Those who kept their assets in stocks, for the most part, have seen their portfolios pare some of their losses. The Dow Jones Industrial Average is back over 9,300 after bottoming around 6600 in March.

So, where should you put your money now? Researchers at Butler University's College of Business suggest stocks have always outperformed other investments, and will probably continue to do so.

Using both historical results and a simulation of thousands of possible outcomes, the professors discovered that for every possible 40-year period, an investor who was invested 100 percent in stocks until 10 years before retirement and then switched to bonds, enjoyed better returns than someone who had a more diversified portfolio.

"We found that a much greater emphasis on stocks throughout most of a person's investing career provided a much larger retirement portfolio than previously expected," said Steve Dolvin, one of the lead researchers and associate professor of finance at Butler.

The professors call this new approach the 100/10 Approach.

While the market may be volatile over a 40-year period, the research shows that increases and decreases in stock value eventually level out on the up side under the 100/10 Approach.

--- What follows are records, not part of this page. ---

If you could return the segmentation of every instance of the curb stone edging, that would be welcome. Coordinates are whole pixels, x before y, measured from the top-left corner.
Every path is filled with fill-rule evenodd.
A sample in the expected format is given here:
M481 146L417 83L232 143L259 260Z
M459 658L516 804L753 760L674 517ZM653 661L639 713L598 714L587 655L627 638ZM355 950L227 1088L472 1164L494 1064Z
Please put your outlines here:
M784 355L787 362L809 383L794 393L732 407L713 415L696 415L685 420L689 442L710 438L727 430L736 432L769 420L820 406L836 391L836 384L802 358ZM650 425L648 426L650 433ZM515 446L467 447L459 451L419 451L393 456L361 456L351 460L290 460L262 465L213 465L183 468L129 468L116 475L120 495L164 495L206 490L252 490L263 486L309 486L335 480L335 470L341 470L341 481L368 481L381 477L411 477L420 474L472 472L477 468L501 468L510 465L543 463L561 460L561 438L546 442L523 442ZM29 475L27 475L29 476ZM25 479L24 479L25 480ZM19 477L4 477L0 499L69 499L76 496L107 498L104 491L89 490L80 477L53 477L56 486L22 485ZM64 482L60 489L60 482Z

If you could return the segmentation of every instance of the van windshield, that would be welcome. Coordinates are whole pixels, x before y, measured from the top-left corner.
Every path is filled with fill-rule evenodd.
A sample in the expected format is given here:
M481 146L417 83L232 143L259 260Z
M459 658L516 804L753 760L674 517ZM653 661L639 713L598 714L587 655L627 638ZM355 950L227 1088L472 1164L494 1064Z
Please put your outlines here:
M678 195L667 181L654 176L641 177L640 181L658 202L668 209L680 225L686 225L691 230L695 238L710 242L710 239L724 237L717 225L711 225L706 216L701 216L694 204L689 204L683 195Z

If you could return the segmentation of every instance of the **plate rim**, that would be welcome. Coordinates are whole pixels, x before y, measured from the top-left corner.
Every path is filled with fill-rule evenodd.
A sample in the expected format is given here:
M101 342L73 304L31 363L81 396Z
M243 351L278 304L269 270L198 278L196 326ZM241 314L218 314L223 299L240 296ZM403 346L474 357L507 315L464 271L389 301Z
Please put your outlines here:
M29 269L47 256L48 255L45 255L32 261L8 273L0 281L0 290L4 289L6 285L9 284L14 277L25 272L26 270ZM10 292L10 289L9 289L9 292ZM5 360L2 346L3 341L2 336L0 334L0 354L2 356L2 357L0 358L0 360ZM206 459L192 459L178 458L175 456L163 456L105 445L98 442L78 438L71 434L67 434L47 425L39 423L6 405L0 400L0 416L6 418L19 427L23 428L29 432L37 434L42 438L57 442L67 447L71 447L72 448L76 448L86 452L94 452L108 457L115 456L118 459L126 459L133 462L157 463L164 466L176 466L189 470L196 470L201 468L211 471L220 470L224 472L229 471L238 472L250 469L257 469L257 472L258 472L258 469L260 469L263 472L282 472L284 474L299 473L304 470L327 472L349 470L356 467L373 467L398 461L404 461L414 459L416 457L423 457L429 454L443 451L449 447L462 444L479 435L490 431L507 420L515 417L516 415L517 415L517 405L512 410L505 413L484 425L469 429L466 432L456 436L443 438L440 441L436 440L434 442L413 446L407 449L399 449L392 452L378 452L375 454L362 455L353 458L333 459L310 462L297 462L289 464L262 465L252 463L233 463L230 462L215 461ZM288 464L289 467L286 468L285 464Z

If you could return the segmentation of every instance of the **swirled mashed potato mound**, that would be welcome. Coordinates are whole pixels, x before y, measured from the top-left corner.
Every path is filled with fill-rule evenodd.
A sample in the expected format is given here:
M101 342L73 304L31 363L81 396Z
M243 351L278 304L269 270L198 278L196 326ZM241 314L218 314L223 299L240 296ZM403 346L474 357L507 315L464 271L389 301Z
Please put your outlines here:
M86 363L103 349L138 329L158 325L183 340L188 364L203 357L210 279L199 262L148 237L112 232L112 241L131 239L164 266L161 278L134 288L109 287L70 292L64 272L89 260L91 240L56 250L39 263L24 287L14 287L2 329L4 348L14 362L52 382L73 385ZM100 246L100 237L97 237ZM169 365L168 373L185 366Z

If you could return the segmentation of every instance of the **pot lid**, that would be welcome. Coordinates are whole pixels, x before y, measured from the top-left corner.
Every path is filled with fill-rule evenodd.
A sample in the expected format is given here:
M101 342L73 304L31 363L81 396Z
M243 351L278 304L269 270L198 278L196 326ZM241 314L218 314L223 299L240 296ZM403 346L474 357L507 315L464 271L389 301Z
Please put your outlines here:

Dolvin credits this result with an investor's patience with the stock market.

"By contrast, an impatient investor might pull out of the market when his or her stock was at a low point - getting only the downside and missing any chance of recovery. The volatility would not level out because he or she would come out of the market at the wrong point."

Dolvin says that even though the 100/10 Approach has been proven to work, it should only be used by educated investors that can avoid common behavioral errors.